This week we are acknowledging the 40th anniversary of the death of Enrico Berlinguer, Secretary of what was then the “Communist Party” in Italy, a figure larger than life in our recent political history and above all a man of universally recognized moral integrity.
An interview with his daughter Maria was published on “The Friday” edition of Repubblica of May 31st with the title ”Ho visto sorridere mio padre” (“I saw my father smile”). It was the first time, in 40 years, that Maria, a journalist, could bring herself to talk about the father she lost when she was a little more than an adolescent, at the beginning of her career. The interview is intimate, full of delicate memories that cut the silhouette of an “old school”, reserved man, who, to get close to his daughter at critical times, would only go so far as to take her hand.
Maria is not alone in her inability to put into words for such a prolonged stretch of time what is considered to be the most traumatic experience in a person’s development: the loss of a parent. When you are young and lose your father, as in Maria Berlinguer’s case, entire parts of yourself may get lost with it. Trying to survive that experience becomes a lengthy and painful mourning process passing through shame and guilt: hence the difficulty of sharing it with others, privately or much less, in the public arena. It may lead to full-blown, clinical depression even after many years in one’s adult life.

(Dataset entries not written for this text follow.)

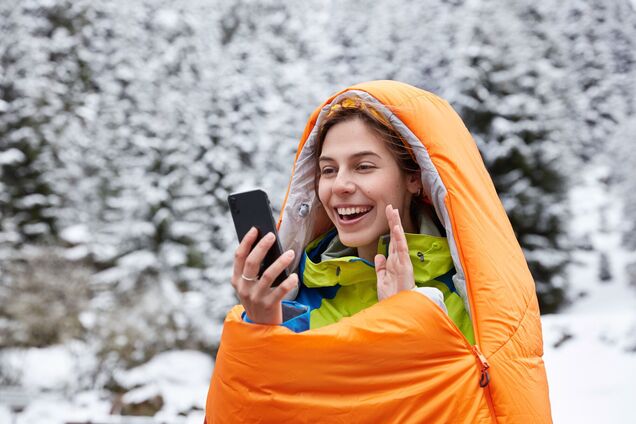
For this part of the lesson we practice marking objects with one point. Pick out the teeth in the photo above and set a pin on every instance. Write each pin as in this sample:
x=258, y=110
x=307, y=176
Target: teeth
x=351, y=211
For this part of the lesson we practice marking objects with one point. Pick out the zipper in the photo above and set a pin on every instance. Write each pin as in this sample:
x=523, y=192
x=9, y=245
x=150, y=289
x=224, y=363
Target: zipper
x=483, y=364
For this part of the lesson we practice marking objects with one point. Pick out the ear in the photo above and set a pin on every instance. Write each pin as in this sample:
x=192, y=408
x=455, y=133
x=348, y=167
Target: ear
x=413, y=182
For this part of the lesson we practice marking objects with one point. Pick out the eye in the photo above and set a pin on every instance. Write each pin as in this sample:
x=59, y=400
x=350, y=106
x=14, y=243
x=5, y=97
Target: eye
x=327, y=170
x=365, y=166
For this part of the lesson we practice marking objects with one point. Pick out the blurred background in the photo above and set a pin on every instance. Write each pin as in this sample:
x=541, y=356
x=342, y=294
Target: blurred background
x=125, y=124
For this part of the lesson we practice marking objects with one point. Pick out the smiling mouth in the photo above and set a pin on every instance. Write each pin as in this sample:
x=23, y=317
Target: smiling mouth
x=350, y=214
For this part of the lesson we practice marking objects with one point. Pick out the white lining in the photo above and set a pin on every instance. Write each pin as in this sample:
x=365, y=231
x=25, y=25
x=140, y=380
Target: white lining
x=296, y=228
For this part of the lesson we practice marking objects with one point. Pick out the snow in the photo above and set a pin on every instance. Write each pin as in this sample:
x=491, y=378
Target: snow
x=142, y=122
x=76, y=234
x=590, y=349
x=11, y=156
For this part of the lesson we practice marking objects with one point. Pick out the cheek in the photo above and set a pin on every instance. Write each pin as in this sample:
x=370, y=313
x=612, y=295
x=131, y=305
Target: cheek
x=323, y=192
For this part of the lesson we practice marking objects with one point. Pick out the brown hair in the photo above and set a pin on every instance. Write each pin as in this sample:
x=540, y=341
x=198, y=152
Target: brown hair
x=356, y=108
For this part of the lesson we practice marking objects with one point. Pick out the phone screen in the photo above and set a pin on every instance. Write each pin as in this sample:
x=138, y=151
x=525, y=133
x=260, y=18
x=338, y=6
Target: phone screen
x=252, y=209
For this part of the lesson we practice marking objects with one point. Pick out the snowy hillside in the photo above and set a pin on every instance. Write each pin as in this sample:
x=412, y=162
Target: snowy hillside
x=590, y=347
x=124, y=126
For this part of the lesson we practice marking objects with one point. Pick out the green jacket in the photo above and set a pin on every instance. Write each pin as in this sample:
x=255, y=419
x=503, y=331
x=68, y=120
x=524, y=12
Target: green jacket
x=336, y=284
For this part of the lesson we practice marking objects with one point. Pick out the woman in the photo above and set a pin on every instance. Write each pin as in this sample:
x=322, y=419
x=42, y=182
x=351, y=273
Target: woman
x=369, y=185
x=397, y=357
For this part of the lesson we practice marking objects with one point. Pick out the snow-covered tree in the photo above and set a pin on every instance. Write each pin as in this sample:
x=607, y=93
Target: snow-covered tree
x=505, y=96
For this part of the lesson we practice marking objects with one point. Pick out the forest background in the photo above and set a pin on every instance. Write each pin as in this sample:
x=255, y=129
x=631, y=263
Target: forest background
x=125, y=125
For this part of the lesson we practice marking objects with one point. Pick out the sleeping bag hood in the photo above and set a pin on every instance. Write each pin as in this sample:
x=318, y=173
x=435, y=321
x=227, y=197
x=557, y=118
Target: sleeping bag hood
x=402, y=360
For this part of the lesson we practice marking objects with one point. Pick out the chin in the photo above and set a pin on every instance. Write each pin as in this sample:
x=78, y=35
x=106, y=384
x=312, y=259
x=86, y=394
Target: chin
x=356, y=241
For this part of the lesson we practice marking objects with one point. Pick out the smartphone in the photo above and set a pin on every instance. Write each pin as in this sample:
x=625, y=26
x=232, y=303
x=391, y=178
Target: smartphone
x=252, y=209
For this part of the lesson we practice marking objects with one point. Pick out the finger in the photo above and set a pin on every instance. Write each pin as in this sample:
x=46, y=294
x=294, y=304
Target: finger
x=380, y=265
x=256, y=256
x=389, y=215
x=279, y=293
x=395, y=234
x=243, y=250
x=275, y=269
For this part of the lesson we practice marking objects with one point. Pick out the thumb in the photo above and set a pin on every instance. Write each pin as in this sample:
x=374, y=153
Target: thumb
x=380, y=266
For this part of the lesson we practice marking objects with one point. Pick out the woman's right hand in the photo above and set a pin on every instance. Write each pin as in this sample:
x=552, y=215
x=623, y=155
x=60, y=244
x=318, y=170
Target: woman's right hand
x=262, y=303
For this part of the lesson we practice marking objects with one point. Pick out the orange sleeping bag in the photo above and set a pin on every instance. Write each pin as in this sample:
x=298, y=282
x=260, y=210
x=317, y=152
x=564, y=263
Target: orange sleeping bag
x=402, y=360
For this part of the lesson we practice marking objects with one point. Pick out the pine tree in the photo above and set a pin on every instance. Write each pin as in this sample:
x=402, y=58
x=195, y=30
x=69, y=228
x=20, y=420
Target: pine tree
x=505, y=98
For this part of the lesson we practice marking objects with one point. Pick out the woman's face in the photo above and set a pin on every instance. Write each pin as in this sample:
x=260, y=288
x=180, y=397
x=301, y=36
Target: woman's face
x=359, y=177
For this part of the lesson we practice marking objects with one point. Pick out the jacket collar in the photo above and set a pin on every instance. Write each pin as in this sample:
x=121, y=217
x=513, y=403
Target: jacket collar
x=327, y=262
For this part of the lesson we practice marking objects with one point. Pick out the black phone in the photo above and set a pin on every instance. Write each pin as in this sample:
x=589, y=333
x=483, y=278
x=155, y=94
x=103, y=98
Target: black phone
x=252, y=209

Freud, in his classic psychoanalytical paper, ”Mourning and Melancholia”, was the first to shed some light on the connection between loss and depression; his work remains so far the best ever written for an in-depth understanding of depression. Today we know a lot more about the biological and genetic features of it, which integrate the psychodynamic aspect and certainly do not negate it. The role of psychotherapy in helping the mourning process following such a major loss is to this day, irreplaceable.
The good news is that there may be a positive resolution. If you decide to undertake that adventurous trip into your psyche, you may find out that your lost father is very much alive …. within yourself. That traumatic loss in your past may become the springboard for the formation of your future self. It may make you bloom into who you are in so many aspects of your personality, in your professional choices, in your leanings and beliefs. You may strive harder to become who your father had dreamed for you to be, those parts of him will stay with you forever. It’s an “internalized” father that never disappoints you, that does not grow old on you.
And finally allows you the freedom to talk about him without shame.